Aber, so viel sei jetzt schon verraten, „Frauen und Männer…“ ist ein durchaus lesenswertes Buch. Nun mag man von Weldings Angewohntheit, bei jeder sich bietenden Gelegenheit über einen ehemaligen Chef, der den ganzen Tag nur Legovideos guckt und ansonsten alle ausbeutet, halten, was man will, aber schreiben kann der Mann ja. An den wenigen Stellen, an denen er tatsächlich ein wenig Rat verteilt, nimmt er sich nicht all zu ernst. Gott sei dank, denn: „Auch Ratschläge sind Schläge“ (alte Pädagogenweisheit). Und lesen sich die vielen kleinen Anekdötchen ein wenig wie Ildiko von Kürthy, sind die Konklusionen, die Welding aus ihnen zieht, nachvollziehbar, geistreich und „zum Schmunzeln“.

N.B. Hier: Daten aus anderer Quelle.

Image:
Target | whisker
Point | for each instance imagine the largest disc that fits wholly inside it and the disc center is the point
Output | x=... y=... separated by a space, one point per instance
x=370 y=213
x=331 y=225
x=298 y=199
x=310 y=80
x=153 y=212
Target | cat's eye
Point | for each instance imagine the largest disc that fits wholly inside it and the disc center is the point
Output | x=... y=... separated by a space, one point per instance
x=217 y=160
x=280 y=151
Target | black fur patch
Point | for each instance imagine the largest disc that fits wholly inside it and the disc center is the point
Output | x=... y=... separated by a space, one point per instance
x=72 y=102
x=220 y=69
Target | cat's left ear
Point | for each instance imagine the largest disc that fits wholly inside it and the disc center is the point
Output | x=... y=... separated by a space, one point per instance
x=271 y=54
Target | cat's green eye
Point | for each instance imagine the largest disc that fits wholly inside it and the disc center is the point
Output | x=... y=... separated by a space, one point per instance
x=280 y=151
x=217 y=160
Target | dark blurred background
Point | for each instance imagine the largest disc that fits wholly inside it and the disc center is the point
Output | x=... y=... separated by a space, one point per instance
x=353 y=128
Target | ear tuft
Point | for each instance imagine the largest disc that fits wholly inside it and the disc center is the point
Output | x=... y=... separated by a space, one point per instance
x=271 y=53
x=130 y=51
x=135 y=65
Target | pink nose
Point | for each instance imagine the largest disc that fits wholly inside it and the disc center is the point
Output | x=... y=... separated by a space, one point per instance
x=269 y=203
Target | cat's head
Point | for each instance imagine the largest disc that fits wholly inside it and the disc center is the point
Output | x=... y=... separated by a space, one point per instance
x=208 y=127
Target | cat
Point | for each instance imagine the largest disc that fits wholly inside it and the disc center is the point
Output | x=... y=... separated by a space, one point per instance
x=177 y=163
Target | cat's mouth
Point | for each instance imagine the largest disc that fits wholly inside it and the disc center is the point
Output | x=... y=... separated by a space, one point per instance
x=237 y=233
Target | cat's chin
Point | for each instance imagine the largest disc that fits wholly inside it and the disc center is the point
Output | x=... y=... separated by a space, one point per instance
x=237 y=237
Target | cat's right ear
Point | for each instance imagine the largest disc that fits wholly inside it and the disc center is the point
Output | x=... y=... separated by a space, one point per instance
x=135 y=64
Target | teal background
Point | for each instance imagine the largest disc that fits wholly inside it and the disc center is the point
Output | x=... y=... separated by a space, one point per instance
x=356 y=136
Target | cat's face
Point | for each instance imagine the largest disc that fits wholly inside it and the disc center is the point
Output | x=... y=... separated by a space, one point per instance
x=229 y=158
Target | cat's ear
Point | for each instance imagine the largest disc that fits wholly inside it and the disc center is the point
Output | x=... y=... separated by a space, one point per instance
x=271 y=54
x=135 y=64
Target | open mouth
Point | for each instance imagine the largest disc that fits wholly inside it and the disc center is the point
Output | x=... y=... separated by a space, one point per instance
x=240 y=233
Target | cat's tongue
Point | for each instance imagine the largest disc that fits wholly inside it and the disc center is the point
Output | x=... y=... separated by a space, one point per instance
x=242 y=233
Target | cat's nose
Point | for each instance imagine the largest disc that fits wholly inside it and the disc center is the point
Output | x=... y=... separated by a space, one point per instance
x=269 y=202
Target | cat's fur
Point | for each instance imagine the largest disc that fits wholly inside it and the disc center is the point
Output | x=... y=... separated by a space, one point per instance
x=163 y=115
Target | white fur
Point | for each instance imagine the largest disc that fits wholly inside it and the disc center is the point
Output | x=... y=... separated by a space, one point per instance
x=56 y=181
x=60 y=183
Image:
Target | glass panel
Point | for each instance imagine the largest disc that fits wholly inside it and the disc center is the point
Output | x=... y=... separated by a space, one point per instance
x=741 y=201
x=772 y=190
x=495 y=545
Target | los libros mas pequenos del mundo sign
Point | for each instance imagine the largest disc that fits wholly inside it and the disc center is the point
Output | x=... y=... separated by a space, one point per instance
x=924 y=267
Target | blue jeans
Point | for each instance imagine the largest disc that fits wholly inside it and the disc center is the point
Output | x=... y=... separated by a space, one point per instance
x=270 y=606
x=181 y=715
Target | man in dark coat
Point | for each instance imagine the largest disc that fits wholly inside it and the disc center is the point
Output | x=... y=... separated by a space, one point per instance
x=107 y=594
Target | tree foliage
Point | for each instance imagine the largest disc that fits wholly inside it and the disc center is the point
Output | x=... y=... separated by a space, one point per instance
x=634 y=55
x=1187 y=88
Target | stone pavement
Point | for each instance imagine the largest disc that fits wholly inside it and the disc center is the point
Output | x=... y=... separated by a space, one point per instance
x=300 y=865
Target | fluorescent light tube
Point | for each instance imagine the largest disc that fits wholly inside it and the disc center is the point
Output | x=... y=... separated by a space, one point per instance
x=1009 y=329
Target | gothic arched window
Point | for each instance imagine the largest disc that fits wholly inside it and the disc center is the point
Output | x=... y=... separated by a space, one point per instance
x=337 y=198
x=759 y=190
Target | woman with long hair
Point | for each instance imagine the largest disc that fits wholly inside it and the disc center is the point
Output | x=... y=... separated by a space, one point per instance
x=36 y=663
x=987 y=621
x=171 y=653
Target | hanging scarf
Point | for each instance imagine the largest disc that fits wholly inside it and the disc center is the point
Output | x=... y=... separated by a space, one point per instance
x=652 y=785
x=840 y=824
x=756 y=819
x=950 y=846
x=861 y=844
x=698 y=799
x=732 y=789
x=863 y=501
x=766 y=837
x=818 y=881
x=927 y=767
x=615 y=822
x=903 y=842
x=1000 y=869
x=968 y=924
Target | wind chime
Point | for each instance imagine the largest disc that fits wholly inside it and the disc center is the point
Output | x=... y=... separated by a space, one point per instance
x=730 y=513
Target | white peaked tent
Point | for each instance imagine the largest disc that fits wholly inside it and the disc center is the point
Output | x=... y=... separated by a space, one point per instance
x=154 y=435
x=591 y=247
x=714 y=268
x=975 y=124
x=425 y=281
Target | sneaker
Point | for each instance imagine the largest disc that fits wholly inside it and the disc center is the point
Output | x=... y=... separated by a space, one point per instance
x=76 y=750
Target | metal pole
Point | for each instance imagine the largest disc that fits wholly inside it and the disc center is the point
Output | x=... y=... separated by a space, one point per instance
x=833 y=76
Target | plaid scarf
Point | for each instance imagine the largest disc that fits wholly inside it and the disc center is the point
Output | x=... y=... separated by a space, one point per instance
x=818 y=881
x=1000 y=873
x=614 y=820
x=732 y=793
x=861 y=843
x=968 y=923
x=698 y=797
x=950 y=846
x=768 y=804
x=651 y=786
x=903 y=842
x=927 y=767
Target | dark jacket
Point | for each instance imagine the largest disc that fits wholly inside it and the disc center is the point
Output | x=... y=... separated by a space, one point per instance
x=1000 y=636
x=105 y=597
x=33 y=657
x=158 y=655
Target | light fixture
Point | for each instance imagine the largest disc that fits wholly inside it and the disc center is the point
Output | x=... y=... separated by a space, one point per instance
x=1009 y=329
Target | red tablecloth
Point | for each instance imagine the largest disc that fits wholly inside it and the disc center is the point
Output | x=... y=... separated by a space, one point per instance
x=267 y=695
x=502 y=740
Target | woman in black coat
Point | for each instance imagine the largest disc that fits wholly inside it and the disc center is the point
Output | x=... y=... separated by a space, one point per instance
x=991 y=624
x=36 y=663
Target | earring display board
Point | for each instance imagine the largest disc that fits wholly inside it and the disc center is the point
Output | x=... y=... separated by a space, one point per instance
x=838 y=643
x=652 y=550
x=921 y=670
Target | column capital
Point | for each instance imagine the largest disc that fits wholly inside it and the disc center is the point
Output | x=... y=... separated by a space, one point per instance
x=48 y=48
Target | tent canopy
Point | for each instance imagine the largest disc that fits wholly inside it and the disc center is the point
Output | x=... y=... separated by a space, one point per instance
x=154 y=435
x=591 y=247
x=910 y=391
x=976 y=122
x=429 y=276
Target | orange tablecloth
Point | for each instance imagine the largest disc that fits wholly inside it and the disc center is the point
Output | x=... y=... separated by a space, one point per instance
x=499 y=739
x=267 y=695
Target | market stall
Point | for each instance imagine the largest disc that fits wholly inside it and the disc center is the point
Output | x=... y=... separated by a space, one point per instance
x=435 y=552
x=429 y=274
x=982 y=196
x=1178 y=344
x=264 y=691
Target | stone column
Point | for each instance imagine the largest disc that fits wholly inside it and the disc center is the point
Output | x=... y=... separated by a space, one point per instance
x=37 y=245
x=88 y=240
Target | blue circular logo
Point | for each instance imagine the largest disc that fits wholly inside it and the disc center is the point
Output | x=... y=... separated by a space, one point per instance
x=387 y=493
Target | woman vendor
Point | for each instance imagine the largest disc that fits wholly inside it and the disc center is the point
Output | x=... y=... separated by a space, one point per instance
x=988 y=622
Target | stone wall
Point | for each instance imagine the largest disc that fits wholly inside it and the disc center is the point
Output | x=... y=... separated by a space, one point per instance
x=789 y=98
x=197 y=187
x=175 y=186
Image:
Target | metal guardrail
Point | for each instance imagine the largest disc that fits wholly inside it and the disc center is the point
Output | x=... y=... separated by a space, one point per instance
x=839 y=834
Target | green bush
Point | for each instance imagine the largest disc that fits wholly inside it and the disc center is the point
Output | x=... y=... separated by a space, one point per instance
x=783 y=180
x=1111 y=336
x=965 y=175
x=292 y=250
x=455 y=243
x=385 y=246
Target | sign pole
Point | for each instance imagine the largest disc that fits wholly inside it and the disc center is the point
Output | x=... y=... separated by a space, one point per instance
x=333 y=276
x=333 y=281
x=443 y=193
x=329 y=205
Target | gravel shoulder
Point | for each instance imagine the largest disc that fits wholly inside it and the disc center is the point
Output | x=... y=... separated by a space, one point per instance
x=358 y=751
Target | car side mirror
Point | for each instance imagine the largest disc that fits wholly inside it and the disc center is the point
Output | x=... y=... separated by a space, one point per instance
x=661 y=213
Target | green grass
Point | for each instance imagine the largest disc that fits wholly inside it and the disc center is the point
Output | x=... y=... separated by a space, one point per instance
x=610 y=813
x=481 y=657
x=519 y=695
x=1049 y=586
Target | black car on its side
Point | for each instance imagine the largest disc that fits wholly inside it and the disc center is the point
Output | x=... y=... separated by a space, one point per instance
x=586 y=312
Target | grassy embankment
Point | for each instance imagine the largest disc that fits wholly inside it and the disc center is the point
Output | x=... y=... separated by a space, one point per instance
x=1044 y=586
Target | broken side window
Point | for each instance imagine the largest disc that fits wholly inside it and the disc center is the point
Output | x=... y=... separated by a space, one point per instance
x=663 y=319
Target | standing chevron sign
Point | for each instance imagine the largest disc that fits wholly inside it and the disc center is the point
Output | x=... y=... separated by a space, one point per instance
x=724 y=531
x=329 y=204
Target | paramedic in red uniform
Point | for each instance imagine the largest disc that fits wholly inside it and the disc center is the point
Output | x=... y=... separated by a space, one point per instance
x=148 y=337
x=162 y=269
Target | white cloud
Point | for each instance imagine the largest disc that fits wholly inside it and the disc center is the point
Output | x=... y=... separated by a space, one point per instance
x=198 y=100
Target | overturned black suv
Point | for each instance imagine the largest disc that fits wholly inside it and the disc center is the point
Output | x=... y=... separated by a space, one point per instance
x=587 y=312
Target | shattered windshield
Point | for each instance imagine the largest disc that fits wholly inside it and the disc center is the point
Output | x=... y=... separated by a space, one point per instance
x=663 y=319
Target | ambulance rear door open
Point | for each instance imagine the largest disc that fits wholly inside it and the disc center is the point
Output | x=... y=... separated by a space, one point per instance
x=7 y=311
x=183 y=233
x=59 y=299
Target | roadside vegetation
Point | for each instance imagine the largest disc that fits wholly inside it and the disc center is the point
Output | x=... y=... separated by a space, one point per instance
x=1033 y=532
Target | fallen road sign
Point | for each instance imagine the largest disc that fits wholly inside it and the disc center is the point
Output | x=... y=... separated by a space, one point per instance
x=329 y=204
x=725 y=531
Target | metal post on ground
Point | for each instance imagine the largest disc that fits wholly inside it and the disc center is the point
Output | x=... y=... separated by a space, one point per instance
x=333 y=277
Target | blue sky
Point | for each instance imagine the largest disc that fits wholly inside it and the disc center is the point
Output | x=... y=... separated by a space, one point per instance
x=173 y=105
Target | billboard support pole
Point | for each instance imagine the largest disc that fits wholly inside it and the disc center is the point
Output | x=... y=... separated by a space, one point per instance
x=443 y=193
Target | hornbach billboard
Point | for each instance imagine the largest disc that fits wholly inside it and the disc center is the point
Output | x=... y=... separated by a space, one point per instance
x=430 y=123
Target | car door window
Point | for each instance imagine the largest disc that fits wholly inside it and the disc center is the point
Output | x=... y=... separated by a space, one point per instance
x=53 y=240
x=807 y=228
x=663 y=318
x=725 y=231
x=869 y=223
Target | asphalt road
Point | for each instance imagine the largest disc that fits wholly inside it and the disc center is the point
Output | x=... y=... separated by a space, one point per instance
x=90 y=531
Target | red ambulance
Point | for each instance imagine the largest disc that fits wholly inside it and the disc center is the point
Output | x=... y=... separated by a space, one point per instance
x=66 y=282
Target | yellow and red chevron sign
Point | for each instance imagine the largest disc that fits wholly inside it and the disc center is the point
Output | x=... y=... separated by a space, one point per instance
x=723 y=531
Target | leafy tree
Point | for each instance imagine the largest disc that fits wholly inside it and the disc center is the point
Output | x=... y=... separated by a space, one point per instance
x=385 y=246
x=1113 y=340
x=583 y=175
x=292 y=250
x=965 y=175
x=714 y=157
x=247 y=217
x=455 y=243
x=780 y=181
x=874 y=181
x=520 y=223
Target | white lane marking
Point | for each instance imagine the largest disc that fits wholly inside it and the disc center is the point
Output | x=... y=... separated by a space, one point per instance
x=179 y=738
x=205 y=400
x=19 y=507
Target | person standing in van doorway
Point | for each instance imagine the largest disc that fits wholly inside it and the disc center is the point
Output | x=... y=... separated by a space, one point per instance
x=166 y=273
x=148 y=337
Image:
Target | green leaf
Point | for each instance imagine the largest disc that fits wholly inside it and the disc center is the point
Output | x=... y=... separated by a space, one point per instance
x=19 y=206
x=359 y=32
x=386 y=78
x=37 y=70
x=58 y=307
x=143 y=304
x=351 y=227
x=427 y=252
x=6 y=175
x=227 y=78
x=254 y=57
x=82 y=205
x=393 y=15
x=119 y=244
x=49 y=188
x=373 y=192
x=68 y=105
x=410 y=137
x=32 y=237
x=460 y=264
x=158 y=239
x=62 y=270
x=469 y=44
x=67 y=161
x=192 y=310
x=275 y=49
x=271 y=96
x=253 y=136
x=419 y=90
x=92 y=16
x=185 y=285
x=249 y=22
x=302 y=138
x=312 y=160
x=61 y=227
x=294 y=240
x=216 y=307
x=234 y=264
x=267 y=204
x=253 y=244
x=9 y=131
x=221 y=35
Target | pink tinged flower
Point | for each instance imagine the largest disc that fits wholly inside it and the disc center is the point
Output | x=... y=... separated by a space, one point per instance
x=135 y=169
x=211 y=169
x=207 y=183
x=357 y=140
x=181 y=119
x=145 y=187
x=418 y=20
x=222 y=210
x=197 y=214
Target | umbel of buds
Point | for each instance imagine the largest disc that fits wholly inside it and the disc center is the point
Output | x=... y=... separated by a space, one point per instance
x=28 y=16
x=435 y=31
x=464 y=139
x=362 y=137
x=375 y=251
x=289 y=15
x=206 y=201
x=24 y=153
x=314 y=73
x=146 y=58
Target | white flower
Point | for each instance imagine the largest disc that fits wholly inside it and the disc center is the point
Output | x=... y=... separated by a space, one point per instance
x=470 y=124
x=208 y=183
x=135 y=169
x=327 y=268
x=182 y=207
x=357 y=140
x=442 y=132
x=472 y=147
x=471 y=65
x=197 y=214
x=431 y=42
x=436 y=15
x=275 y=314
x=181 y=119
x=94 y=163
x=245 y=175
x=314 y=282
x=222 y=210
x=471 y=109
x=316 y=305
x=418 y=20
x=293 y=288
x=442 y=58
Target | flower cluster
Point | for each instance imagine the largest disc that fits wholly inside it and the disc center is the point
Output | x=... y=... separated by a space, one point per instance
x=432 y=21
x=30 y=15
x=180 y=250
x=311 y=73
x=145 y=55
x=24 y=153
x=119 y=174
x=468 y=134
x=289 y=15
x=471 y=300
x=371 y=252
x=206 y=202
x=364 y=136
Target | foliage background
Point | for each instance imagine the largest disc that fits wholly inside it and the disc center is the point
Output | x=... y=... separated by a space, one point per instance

Glaubt man gar nicht, was der Wendler Welding alles für Menschen kennt. Die haben alle fürchterlich normale Namen wie Karsten oder Eva, man vergisst sofort, wer wer ist, und sie sind wahrscheinlich alle mehr oder weniger ausgedacht – ich erinnere mich dunkel, dass Welding vor etlichen Monaten rumgefragt hat, ob jemand was lustiges für sein Buchprojekt zu erzählen weiss. Nun treten die gesammelten Geschichten jedenfalls anhand kurzer Episoden auf, die von jeweils einer Person handeln. Jede hat ihren Unique Sex Point. Es gibt den studivz-Girly-Stecher, der sie alle mit dem Angebot, einen Kakao zu trinken, abschleppt oder den Schwulen, der nie Sex hat, weil er sich halt nicht in Penisbilder verlieben mag, die ihm zugeschickt werden. Da treibt’s jeder mit jedem, und Welding erzählt dann, warum sie so handeln, wie sie handeln. Untermauert werden seine Argumentationen von amerikanischen Wissenschaftlern, was das Sachbuch auf ein solides Fundament stellt.

Hochgradig unterhaltsam sind auch zahlreiche Zitate, die das Buch durchziehen, und die allesamt von Koryphäen ihres Fachs sind. Genannt seien Dr. House, Donald Draper, Robert Gernhardt, Otto Rehagel, nicht Max Goldt, ein Mitglied im Brigitte.de-Forum oder Bas Kast. Leider gab es nach Beendigung des Buches noch zahlreiche Seiten zu füllen, weswegen sich auch immer wieder mal kleine, launig gemeinte Listen im Stil von „Sie sind sexsüchtig, wenn Sie a)… b)… c)…“ im Buch finden. Diese wirken arg bemüht und man ertappt sich dabei, sie zu überfliegen. Nein, eigentlich ertappt man sich nicht dabei, man vollzieht diesen Akt willentlich und wissentlich und spricht ob der Drögheit der meisten Aussagen laut aus: „DICH LESE ICH NICHT!“ Es sind aber nicht arg viele dieser Füllsel, und Bilder gibt es schon mal gar nicht. Bleibt also genug Netto-Text, der sich lohnt.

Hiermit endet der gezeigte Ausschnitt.